The bottom line is that your agent gets highly filtered, fact-checked data streams, not raw search results.

1. First, your agent calls `search_web` to query the live internet and get initial results.
2. Next, it can pass those retrieved documents or a specific URL through `get_embeddings` or `read_url` for deep processing and cleaning.
3. Finally, it uses `rerank_documents` on the processed content to identify the most relevant passages before answering.

## Frequently Asked Questions

**How does the `search_web` tool work with my agent?**
`search_web` performs an AI-optimized web search, giving you curated results instead of raw links. This means your agent gets snippets specifically formatted to be useful for LLM processing.

**Can I use `read_url` on a private site?**
No, it reads public URLs. The tool's function is to fetch and clean content from publicly accessible web addresses so your agent can process the text reliably.

**`rerank_documents` helps me narrow down search results, right?**
Exactly. If you gather a bunch of documents or snippets, `rerank_documents` sorts them by relevance to your query. It puts the best material at the top so you don't have to sift through noise.
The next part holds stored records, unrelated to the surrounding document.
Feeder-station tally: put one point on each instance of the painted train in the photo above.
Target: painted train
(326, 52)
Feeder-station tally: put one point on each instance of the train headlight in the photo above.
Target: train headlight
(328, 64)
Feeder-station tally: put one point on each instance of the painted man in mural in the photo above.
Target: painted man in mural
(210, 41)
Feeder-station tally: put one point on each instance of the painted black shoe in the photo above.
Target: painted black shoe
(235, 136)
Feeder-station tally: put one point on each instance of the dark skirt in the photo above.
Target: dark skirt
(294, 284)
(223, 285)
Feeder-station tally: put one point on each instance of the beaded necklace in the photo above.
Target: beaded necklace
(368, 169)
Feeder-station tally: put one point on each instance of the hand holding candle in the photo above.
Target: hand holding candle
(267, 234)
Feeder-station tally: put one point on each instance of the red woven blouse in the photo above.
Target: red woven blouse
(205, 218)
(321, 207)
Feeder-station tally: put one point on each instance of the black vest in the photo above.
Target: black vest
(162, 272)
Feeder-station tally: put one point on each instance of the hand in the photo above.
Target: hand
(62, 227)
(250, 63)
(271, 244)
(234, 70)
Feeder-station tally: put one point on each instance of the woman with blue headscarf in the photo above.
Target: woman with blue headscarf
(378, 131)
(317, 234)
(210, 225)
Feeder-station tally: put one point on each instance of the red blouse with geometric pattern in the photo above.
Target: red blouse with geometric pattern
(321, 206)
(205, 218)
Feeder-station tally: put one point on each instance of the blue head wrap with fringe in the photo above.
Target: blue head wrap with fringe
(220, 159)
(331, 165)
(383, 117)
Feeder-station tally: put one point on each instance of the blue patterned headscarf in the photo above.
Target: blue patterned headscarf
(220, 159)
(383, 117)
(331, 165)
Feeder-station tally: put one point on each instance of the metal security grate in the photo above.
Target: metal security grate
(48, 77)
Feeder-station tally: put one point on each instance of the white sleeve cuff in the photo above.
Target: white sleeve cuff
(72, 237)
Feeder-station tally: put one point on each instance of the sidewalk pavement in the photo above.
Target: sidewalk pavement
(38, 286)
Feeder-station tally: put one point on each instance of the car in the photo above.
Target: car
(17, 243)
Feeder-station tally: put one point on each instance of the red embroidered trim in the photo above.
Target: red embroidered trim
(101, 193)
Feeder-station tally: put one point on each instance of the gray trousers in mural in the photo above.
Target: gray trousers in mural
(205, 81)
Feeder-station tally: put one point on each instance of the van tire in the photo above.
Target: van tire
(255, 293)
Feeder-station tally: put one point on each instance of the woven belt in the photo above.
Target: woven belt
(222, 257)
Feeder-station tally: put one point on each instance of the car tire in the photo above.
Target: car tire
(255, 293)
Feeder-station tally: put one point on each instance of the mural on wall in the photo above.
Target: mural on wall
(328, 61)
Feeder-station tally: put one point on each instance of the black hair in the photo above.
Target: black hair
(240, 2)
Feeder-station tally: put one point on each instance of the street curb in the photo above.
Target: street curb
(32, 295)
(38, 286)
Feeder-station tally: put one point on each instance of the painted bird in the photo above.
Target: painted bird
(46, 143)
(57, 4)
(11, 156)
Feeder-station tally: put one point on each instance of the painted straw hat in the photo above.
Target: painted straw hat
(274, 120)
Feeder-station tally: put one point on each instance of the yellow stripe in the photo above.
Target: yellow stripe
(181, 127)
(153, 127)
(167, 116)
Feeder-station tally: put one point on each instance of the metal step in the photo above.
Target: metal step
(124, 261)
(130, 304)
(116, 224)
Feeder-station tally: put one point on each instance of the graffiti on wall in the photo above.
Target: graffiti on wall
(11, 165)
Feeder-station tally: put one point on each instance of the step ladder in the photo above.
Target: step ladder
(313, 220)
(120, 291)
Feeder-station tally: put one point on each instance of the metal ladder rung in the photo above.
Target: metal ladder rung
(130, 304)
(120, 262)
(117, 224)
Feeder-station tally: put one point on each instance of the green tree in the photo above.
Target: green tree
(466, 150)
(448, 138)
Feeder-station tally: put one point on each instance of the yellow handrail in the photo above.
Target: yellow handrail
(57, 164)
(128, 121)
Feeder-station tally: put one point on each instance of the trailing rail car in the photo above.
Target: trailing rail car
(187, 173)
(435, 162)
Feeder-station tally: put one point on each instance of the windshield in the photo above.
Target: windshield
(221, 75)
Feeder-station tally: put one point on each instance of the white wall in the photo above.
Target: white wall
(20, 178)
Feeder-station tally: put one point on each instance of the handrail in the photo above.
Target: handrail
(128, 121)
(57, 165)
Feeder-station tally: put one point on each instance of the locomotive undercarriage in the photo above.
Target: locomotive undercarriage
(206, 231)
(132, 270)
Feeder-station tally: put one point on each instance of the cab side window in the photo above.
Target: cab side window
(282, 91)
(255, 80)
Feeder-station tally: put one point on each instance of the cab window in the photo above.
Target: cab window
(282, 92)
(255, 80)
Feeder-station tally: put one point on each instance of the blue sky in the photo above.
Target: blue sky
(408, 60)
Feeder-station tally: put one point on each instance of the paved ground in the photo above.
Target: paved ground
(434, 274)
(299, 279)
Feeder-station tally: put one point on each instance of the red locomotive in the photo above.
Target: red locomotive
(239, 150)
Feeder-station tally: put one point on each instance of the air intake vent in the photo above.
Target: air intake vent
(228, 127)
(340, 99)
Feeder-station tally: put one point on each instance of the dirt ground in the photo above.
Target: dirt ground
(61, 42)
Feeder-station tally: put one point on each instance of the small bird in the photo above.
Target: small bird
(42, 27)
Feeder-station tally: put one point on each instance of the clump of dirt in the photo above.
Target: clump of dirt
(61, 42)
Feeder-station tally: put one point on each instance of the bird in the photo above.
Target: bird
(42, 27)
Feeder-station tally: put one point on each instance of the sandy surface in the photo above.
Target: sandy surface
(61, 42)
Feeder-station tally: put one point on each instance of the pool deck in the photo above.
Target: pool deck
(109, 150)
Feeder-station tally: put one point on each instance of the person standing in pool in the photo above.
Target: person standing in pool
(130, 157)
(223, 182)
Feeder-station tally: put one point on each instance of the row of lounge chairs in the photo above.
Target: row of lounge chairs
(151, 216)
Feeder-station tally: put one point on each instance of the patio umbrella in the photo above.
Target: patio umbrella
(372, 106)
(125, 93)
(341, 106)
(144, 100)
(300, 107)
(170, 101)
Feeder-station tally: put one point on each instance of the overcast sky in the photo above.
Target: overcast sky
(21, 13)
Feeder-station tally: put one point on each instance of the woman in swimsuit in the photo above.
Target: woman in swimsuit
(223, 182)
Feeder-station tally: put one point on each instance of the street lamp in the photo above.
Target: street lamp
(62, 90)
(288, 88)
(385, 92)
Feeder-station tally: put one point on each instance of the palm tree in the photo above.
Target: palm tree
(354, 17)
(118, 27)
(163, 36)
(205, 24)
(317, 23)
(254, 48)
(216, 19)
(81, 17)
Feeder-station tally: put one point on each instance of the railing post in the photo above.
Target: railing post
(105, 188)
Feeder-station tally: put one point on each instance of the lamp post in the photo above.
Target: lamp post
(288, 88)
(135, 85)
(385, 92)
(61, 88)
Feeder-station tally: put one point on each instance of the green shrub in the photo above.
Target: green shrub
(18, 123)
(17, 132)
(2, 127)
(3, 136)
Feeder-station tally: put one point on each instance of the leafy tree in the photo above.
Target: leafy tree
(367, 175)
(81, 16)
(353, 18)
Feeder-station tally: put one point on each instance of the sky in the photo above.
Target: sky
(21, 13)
**What is the difference between `search_web` and `read_url`?**
`search_web` finds many potential sources across the web. `read_url`, on the other hand, takes one specific source and extracts all of its clean content.

**When I use `get_embeddings`, does the tool handle large lists of strings effectively?**
Yes, it processes multiple inputs in optimized batches. This is crucial for performance when you need to calculate semantic similarity across hundreds of documents.

**What makes the `check_fact` output trustworthy? Does it just guess?**
No, it grounds its responses using verifiable search sources. You get more than a simple true/false; you receive details and links supporting the claim's accuracy.

**If I run `read_url` on an article with messy HTML, will the content still be usable?**
It strips out the junk. The tool is designed to deliver clean, LLM-ready text, leaving behind only the actual readable content from the URL.

**For very long documents, how should I use `tokenize_text`? Is there a limit?**
It's built to manage large inputs by breaking them into manageable chunks. This process helps you control context size and avoid hitting token limits in your agent.